Oggi tutte le aziende sono chiamate ad assumere un comportamento etico che tenga conto delle ripercussioni economiche, sociali e ambientali del proprio operato. I temi di bilancio sociale, creazione di valore condiviso e ‘purpose-driven brands’ sono sempre più dei must have per le aziende. Tuttavia, questo non è un processo sempre facile da attivare perché impone alle realtà aziendali di mettersi in discussione, di rivedere i propri processi ed il modo di fare business. In una parola di abbracciare il cambiamento.

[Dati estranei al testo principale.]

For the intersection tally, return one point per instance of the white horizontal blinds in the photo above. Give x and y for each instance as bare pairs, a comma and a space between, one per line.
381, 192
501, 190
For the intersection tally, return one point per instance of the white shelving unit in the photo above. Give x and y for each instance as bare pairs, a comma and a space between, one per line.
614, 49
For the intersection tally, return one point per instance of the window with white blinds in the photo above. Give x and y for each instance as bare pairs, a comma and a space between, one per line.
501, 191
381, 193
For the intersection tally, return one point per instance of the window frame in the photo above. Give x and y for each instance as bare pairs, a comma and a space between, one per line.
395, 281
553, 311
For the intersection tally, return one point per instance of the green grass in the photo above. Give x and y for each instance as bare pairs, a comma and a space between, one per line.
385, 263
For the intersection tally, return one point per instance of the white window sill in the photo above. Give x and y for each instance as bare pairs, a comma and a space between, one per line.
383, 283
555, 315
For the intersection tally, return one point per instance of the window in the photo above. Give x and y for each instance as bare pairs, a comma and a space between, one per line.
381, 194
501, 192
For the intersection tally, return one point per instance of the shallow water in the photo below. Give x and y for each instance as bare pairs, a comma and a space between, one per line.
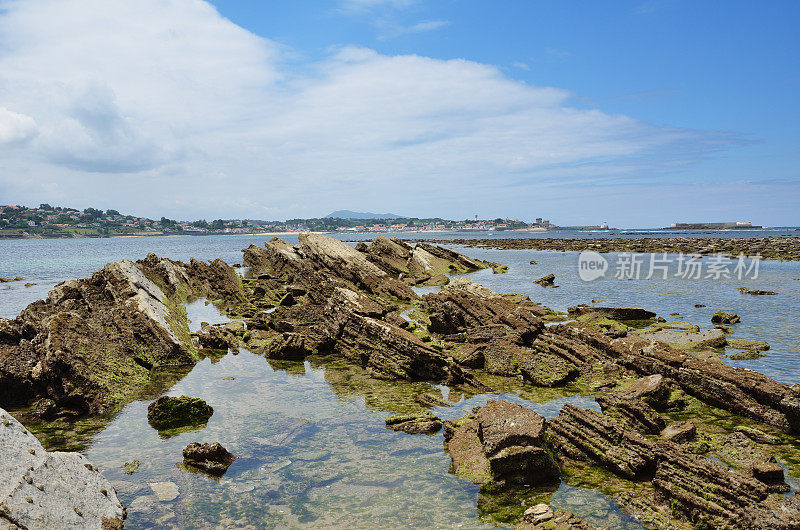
312, 452
311, 438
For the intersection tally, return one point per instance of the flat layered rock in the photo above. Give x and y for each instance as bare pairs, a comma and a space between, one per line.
590, 436
39, 489
504, 440
91, 344
422, 423
707, 493
209, 458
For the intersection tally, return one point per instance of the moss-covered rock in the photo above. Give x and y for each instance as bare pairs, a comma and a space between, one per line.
170, 412
420, 423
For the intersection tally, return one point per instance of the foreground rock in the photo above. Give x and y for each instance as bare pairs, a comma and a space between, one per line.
423, 423
615, 313
91, 345
503, 442
542, 517
589, 436
51, 490
170, 412
773, 248
711, 495
209, 458
721, 317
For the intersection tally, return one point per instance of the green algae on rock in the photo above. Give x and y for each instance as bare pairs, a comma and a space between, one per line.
170, 412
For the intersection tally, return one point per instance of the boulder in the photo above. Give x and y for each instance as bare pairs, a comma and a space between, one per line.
745, 290
170, 412
514, 440
502, 442
465, 450
40, 489
210, 458
590, 436
91, 345
652, 389
614, 313
548, 370
422, 423
635, 412
679, 432
709, 494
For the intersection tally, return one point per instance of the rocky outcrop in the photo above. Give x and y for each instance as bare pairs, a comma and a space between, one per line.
170, 412
504, 441
92, 343
39, 489
778, 248
721, 317
209, 458
634, 412
614, 313
542, 517
709, 494
590, 436
422, 423
351, 265
738, 390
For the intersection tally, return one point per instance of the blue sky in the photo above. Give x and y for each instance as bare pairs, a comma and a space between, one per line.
637, 113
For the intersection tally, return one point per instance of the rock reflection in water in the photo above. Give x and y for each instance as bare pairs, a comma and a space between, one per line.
313, 451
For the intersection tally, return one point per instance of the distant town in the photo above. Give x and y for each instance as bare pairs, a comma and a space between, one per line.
46, 221
55, 221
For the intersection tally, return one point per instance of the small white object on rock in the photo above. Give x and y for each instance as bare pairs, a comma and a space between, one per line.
538, 514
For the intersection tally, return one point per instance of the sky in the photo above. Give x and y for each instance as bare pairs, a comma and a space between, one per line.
637, 113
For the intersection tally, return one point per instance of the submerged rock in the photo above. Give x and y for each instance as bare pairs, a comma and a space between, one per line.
745, 290
721, 317
421, 423
169, 412
590, 436
614, 313
210, 458
680, 431
542, 517
40, 489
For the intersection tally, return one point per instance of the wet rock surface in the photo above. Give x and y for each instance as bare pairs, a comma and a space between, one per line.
504, 441
91, 345
210, 458
422, 423
170, 412
40, 489
775, 248
324, 299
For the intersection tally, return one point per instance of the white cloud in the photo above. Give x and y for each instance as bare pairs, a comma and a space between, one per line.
368, 5
150, 102
15, 127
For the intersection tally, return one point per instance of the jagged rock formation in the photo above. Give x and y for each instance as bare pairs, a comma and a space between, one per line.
209, 458
503, 442
590, 436
169, 412
92, 343
51, 490
738, 390
424, 423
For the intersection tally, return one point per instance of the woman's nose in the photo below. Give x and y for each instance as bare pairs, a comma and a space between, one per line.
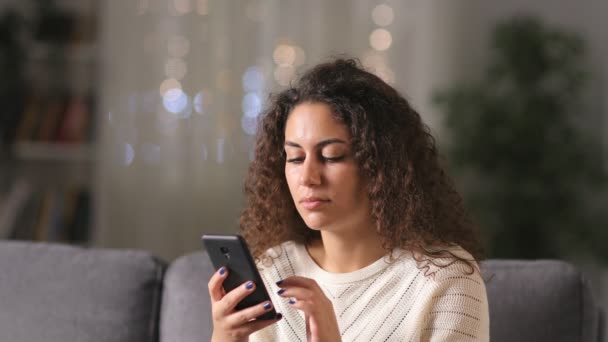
310, 173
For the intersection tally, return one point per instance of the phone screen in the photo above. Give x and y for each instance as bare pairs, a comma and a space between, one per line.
232, 252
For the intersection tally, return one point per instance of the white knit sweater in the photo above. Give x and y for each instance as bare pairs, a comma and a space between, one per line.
384, 301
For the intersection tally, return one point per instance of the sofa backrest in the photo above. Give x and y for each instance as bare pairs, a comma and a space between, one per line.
186, 309
530, 301
56, 293
543, 300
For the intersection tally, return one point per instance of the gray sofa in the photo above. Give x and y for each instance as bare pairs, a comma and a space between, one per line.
58, 293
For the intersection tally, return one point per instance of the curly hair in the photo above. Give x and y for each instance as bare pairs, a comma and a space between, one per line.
414, 204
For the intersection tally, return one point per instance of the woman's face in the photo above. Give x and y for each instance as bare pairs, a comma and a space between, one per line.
323, 178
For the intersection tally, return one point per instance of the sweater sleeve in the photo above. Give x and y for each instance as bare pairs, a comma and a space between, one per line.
458, 308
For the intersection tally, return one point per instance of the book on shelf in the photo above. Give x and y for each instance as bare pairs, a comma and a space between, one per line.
57, 215
12, 204
57, 119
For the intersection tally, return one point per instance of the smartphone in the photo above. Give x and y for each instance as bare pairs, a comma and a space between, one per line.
232, 252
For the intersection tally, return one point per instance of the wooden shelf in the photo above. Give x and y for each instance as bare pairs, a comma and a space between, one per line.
57, 152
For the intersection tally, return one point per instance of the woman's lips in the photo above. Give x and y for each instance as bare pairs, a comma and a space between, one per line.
313, 203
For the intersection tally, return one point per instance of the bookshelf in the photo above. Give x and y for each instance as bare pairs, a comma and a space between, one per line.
47, 147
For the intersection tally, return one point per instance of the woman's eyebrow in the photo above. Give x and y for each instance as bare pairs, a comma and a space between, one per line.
321, 143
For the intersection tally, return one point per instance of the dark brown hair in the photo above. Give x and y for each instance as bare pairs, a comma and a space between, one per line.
413, 202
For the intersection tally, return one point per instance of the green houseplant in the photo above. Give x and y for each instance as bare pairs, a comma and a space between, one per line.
531, 177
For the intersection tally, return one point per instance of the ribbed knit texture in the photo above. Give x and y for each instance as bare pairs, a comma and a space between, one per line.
384, 301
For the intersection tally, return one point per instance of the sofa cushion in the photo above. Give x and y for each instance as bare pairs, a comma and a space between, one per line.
544, 300
58, 293
186, 313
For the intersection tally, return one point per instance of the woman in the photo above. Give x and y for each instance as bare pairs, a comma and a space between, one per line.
359, 233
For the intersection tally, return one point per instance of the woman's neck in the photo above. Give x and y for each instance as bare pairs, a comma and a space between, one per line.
342, 254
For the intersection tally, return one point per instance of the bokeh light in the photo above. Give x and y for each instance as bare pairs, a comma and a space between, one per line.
175, 100
168, 84
252, 104
249, 124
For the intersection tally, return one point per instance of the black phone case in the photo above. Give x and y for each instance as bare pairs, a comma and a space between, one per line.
231, 251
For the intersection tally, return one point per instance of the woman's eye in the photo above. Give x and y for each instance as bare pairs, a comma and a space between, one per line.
333, 159
295, 160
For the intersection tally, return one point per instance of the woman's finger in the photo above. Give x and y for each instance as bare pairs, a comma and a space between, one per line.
216, 292
298, 281
232, 298
246, 315
253, 326
300, 293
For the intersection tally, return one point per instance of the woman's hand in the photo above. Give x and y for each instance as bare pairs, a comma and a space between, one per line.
306, 295
230, 325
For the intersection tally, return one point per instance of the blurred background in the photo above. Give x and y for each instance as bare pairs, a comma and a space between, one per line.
130, 124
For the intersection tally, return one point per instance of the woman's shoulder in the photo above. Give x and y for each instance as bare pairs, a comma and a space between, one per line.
448, 263
275, 254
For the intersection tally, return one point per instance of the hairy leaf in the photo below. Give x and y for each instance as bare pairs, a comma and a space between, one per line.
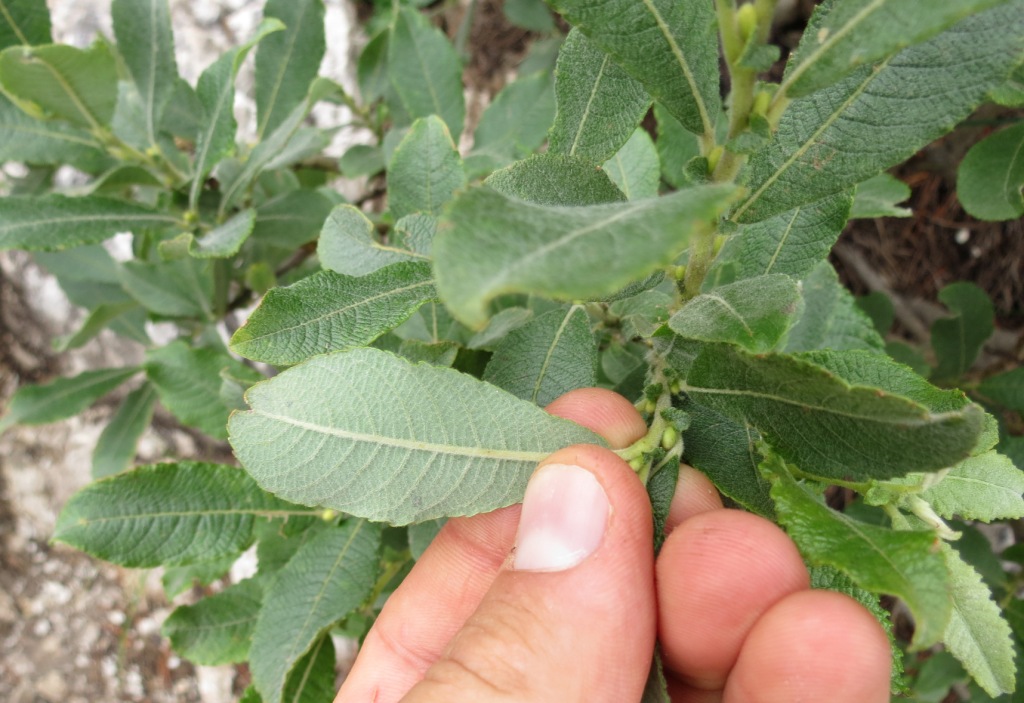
676, 61
367, 433
879, 116
491, 245
755, 313
881, 425
599, 104
991, 175
330, 311
116, 447
64, 397
846, 34
425, 170
877, 559
166, 514
550, 355
287, 62
326, 579
217, 629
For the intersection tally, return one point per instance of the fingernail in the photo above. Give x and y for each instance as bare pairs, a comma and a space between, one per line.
564, 514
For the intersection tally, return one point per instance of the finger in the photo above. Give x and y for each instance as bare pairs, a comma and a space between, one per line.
718, 572
452, 576
572, 617
813, 646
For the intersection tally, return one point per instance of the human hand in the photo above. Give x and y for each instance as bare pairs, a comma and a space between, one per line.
568, 609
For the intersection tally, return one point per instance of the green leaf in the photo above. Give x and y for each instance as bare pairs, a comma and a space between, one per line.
146, 44
599, 105
216, 630
367, 433
287, 62
78, 85
62, 398
349, 245
991, 175
862, 416
957, 340
985, 487
977, 633
188, 383
216, 94
677, 61
166, 514
727, 453
877, 559
880, 196
326, 579
291, 219
115, 450
794, 243
818, 148
54, 222
755, 313
330, 311
547, 357
635, 168
844, 35
555, 179
425, 70
37, 141
832, 318
491, 245
175, 289
25, 23
425, 170
516, 122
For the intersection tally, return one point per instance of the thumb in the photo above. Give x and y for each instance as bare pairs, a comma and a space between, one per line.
571, 615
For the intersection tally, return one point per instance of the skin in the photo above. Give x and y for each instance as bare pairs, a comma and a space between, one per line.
728, 599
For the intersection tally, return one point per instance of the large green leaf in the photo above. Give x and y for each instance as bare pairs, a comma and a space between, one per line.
326, 579
846, 34
216, 94
977, 633
895, 107
25, 23
425, 170
64, 397
984, 487
36, 141
599, 104
957, 340
491, 245
550, 355
79, 85
116, 447
793, 243
885, 423
832, 318
288, 61
167, 514
991, 175
57, 222
677, 58
188, 382
877, 559
217, 629
367, 433
756, 313
146, 44
349, 245
330, 311
425, 70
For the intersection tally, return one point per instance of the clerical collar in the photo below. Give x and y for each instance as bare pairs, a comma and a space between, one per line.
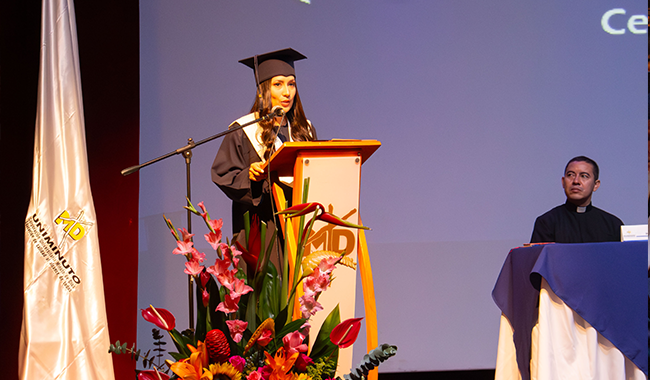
578, 209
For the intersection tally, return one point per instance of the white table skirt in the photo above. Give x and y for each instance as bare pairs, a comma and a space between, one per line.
564, 346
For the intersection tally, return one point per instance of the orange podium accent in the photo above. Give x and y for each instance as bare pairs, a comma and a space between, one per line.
334, 172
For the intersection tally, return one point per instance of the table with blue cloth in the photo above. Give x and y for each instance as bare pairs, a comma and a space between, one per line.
603, 283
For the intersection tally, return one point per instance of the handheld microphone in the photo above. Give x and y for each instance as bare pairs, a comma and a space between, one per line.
277, 111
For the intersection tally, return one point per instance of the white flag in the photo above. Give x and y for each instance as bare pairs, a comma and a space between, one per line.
65, 332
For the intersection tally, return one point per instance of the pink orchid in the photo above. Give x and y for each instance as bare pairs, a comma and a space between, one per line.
204, 214
216, 225
159, 317
185, 235
238, 362
346, 332
302, 362
229, 304
237, 329
193, 268
293, 342
214, 239
197, 256
309, 306
227, 279
304, 329
240, 287
205, 298
265, 338
184, 248
233, 255
219, 267
205, 277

Un cambiamento così radicale deve essere, in primis, sposato dai vertici aziendali, ma poi deve coinvolgere attivamente le persone. E’ un lavoro di concerto, collettivo, non guidato esclusivamente dal marketing o da agenzie creative esterne, in quanto rappresenta l’impegno dell’azienda nei confronti della società, che poi guida tutti i processi aziendali dall’innovazione di prodotto, al packaging, alla supply chain, alla gestione e valorizzazione delle risorse, andando a toccare e ridefinire il modo di fare business a 360°.
Cosa deve fare un’azienda che da domani vuole sposare un purpose? Da dove si comincia?
Innanzitutto, un’azienda che vuole abbracciare una strategia guidata dal purpose deve comprendere che la scelta non è solo legata al suo pubblico ma alla sua stessa essenza, a ciò in cui veramente crede e per cui vuole lottare. Scegliere un purpose richiede di avere una visione di lungo periodo, immaginando le proprie azioni per una società e un mondo migliore.
Lo scopo aziendale si individua lavorando su tre livelli: la marca, le persone e la società.
Partendo da un lavoro strategico di marca, si analizzano i bisogni delle persone e le tensioni sociali che sono interconnesse con l’azienda. È un processo di esplorazione, analisi e co-creazione, con i dipendenti dell’azienda, che ha l’obiettivo finale di identificare lo scopo da cui partire per attivare strategie win-win, che portano benefici all’azienda ma anche al mondo nel suo complesso.
Una volta identificato lo scopo è importante valorizzare quei processi che già l’alimentano e avviare un processo di conversione, mitigazione per quegli aspetti che sono in contrasto. Questo processo richiede tempo ed investimenti che però nel lungo periodo vengono premiati.
Infine, vorrei concludere che oggi il confine tra il profit ed il non profit è sempre più debole, in quanto ci si aspetta che tutte le realtà si muovano tenendo conto del proprio operato e impatto, quindi quello a cui stiamo assistendo sempre di più è la definizione e attivazione di programmi a impatto sociale e/o ambientale congiunti. Questo è un punto di grande importanza per trasformare il purpose aziendale in azioni concrete su cui poi costruire una narrativa tangibile. La parola chiave anche qui è coerenza e trasparenza tra ciò che si dice e quel che si fa per evitare il rischio di cadere nel green-washing o nel social-washing di cui nel prossimo futuro si parlerà sempre di più.